42 continued) Major word mistranslations or misunderstandings that occur repeatedly throughout the Bible.
Satan and the Devil
The word satan is a common Hebrew word which was used in the New Testament in a particular manner, and therefore in order to properly understand what it means we must examine its use and meaning in Old Testament Hebrew. In many passages, it is clear that a satan is only an opponent or adversary, and in many different contexts the word was applied to men. For example, David was called a satan or adversary to the Philistines in 1 Samuel 29:4, and Hadad the Edomite was called a satan, or adversary, to Solomon in 1 Kings 11:14. Rezon the son of Eliadah was also a satan or adversary to Israel in the days of Solomon, in 1 Kings 11:25. From the perspective of men, even an angel of Yahweh was an adversary, or satan to Balaam in Numbers 22:22. Then in the same context later in the chapter, at 22:32, the same word, satan, is a verb translated as withstand.
But not all opponents or adversaries are also capital ‘s’ Satans, even while there are capital ‘s’ satans. Grammatically, one difference between Satan, with a capital ‘s’, denoting a particular Satan for which reason we prefer to translate it as Satan in that manner, and an adversary who may be just about anyone at one point in time or another, is in what is called a Substantive.

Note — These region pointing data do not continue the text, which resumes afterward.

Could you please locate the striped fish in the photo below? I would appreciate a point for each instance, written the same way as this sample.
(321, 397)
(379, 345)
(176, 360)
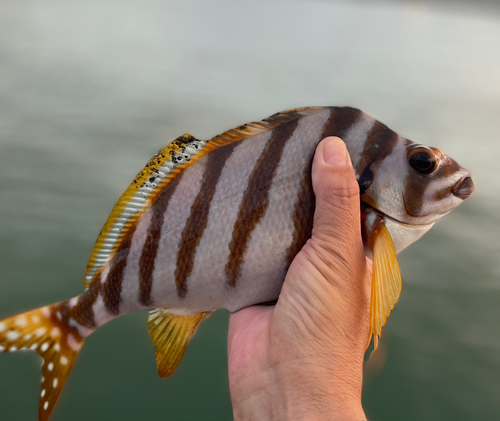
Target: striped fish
(215, 224)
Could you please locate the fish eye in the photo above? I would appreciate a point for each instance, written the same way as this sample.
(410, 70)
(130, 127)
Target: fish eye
(423, 160)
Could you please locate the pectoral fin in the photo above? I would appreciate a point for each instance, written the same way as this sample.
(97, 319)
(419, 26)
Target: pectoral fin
(386, 279)
(171, 334)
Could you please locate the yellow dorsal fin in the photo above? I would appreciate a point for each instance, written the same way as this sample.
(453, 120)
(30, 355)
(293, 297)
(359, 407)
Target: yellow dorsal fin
(159, 171)
(171, 334)
(386, 280)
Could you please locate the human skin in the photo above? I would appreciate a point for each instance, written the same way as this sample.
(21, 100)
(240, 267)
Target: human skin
(303, 358)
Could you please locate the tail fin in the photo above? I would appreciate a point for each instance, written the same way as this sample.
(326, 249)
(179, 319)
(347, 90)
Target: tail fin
(58, 344)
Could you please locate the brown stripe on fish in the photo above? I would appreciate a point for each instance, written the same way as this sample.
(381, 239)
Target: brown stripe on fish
(150, 248)
(303, 215)
(256, 198)
(113, 287)
(340, 121)
(198, 218)
(379, 144)
(83, 312)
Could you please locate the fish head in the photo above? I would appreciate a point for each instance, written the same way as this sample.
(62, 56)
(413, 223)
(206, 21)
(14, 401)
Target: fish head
(413, 187)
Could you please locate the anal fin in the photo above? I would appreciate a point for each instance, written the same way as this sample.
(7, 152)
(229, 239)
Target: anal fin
(171, 334)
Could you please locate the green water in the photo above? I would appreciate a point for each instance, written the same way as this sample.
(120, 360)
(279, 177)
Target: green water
(89, 91)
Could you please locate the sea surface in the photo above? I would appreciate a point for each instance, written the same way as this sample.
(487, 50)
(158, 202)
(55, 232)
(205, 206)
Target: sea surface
(90, 90)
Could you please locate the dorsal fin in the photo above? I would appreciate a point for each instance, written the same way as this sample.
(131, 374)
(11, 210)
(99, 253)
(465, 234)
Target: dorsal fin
(159, 171)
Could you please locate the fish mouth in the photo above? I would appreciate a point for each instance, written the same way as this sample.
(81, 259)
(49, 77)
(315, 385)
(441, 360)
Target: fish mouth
(384, 216)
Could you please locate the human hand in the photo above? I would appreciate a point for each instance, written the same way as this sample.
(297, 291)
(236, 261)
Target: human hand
(303, 358)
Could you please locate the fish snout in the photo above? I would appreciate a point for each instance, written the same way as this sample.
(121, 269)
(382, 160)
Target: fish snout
(464, 188)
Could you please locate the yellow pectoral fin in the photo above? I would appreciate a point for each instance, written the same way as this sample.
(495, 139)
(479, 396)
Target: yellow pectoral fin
(171, 334)
(386, 280)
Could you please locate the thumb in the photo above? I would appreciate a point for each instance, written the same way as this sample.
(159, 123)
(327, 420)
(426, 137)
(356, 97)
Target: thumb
(337, 226)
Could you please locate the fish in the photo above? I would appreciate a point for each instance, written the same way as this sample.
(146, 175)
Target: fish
(215, 224)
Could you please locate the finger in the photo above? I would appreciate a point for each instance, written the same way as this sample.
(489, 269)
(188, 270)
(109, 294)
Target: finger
(337, 214)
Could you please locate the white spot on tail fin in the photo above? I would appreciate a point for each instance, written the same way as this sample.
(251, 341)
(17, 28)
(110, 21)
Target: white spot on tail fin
(73, 344)
(13, 335)
(40, 332)
(21, 321)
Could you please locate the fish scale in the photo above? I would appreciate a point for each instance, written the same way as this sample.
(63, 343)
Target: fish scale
(215, 224)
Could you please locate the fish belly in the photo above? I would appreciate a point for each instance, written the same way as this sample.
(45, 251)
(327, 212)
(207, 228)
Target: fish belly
(265, 258)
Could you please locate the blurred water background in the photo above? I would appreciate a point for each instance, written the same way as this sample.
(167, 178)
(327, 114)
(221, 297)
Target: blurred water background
(90, 90)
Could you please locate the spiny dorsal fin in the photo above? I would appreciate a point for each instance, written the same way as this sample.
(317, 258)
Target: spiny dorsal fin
(41, 331)
(171, 334)
(159, 171)
(386, 280)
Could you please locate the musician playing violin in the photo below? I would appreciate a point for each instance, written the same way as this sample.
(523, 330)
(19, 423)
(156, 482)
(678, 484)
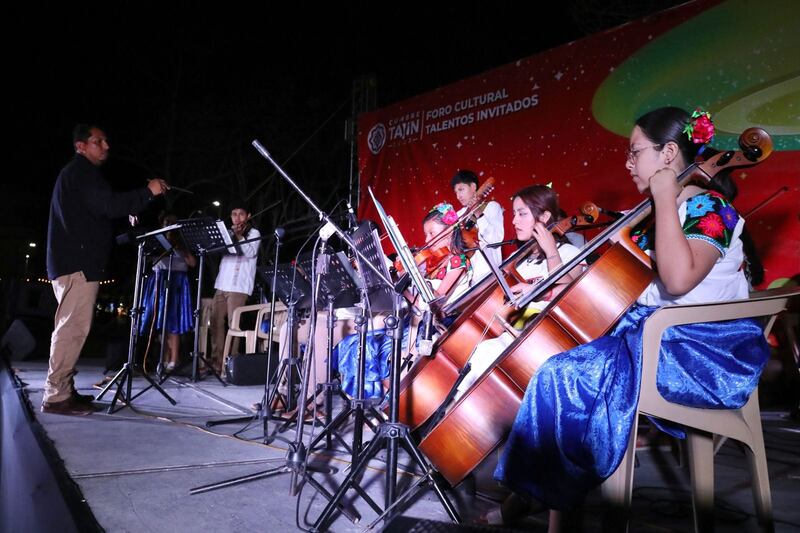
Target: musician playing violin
(535, 211)
(573, 426)
(447, 265)
(489, 221)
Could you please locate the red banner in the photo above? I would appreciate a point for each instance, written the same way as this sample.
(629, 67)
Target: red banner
(564, 116)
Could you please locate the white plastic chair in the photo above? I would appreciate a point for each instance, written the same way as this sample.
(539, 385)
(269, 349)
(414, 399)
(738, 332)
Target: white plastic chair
(703, 426)
(235, 331)
(280, 317)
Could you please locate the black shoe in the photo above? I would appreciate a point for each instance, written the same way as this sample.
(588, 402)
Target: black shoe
(67, 407)
(85, 399)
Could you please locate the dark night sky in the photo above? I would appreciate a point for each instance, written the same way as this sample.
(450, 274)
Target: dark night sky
(181, 90)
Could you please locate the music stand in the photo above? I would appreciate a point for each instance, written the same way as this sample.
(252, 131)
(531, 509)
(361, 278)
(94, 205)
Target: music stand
(336, 287)
(375, 296)
(124, 378)
(294, 290)
(203, 236)
(296, 457)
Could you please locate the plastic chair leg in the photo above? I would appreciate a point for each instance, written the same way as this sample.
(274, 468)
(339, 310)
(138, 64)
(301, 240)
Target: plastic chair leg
(701, 466)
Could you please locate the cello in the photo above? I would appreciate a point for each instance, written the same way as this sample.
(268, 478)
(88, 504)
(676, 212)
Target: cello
(428, 382)
(587, 309)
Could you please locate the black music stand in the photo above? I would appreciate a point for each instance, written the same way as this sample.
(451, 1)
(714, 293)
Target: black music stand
(204, 236)
(296, 457)
(294, 290)
(392, 434)
(155, 240)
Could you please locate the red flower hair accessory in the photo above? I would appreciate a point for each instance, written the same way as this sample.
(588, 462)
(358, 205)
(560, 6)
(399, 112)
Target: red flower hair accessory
(700, 128)
(449, 215)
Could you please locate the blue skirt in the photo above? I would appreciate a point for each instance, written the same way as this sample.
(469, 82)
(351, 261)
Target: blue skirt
(379, 352)
(572, 428)
(179, 306)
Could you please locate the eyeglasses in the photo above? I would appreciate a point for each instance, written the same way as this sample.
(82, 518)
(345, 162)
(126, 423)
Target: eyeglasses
(633, 154)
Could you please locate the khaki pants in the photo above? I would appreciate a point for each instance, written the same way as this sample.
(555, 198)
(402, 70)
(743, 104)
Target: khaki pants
(225, 303)
(76, 298)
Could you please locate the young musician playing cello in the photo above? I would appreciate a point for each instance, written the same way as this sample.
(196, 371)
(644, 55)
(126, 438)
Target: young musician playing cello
(572, 429)
(535, 208)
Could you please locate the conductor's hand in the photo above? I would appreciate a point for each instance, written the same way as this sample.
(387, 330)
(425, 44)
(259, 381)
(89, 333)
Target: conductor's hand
(157, 186)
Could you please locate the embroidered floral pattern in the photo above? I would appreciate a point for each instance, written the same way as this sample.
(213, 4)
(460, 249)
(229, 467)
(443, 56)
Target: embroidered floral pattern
(729, 216)
(449, 215)
(710, 217)
(699, 205)
(712, 225)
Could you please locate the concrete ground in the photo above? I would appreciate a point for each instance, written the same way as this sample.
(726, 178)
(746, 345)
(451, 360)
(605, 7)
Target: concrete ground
(136, 468)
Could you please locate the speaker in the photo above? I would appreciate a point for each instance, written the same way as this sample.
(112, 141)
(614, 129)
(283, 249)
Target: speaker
(250, 368)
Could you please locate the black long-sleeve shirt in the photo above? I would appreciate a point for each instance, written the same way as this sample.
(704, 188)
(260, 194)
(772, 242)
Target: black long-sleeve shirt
(79, 233)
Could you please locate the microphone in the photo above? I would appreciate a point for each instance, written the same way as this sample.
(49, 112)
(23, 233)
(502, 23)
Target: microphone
(351, 216)
(616, 215)
(327, 230)
(425, 345)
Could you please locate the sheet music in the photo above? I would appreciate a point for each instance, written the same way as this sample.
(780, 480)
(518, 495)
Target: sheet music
(403, 252)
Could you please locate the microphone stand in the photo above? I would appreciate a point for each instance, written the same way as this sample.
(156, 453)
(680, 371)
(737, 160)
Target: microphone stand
(391, 435)
(296, 461)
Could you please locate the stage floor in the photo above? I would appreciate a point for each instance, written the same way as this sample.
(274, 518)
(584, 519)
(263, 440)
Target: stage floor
(136, 467)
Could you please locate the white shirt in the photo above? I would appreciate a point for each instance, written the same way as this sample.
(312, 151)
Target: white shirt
(725, 282)
(237, 273)
(490, 231)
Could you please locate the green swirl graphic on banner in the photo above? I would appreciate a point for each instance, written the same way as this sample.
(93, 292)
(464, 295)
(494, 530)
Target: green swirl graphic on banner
(739, 60)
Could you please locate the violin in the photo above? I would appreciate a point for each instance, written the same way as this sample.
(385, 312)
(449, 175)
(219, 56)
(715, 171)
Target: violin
(586, 310)
(434, 253)
(428, 382)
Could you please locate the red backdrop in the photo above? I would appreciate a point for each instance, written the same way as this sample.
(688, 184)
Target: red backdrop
(563, 116)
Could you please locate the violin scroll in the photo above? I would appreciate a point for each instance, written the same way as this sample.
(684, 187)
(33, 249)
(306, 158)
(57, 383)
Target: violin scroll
(755, 144)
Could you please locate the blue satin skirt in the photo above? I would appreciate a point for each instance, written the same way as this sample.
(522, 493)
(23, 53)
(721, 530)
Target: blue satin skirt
(572, 428)
(378, 356)
(179, 306)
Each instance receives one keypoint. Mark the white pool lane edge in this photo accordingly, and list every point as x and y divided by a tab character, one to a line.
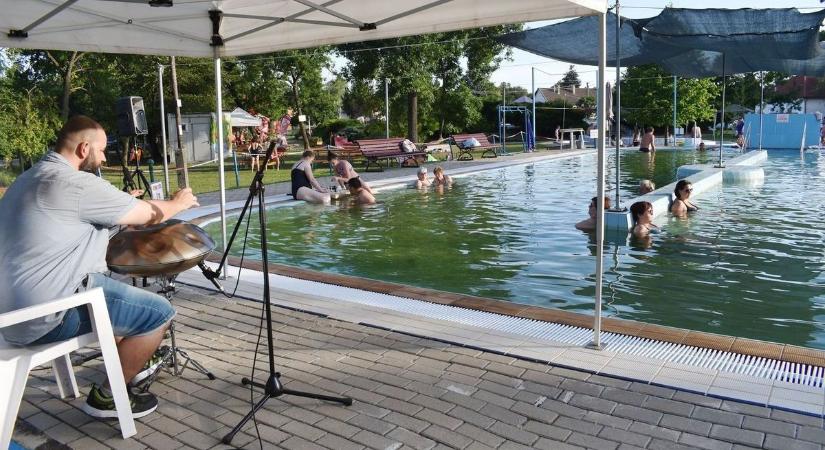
759	381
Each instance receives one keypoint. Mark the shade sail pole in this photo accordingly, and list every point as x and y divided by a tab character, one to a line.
163	132
761	105
533	86
722	137
387	106
601	113
674	110
618	112
219	118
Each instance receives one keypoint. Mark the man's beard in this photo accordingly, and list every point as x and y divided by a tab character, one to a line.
91	163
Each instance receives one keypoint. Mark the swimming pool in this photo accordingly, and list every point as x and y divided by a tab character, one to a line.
749	264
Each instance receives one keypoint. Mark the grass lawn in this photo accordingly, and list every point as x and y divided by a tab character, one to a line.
205	178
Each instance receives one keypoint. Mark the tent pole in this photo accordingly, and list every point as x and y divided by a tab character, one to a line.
601	110
163	131
618	113
533	86
219	116
674	110
387	105
761	105
722	137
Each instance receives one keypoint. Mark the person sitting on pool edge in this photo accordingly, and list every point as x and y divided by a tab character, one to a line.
440	179
422	181
361	195
642	213
646	186
682	205
344	172
304	185
590	223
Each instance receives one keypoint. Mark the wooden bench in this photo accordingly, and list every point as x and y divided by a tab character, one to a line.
375	150
465	153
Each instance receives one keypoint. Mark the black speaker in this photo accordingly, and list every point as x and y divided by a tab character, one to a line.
131	118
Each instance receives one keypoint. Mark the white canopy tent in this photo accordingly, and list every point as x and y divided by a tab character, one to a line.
219	28
240	118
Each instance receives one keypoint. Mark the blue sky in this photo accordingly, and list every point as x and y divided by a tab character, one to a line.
518	70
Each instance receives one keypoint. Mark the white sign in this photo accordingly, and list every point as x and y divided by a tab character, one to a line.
157	190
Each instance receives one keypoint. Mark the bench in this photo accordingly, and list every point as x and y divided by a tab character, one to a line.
375	150
465	153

A Substantive is a word or group of words which are not typically nouns, but are employed as nouns in a given context. In Hebrew or Greek Substantives are quite common. Combined with a definite article, the noun is used to represent a particular entity, and not just any one of an entity which fits the description in the definition of the noun. In language, when the definite article accompanies a noun or Substantive, it indicates that the subject referred to by the noun has already been mentioned, or is common knowledge, or is about to be defined.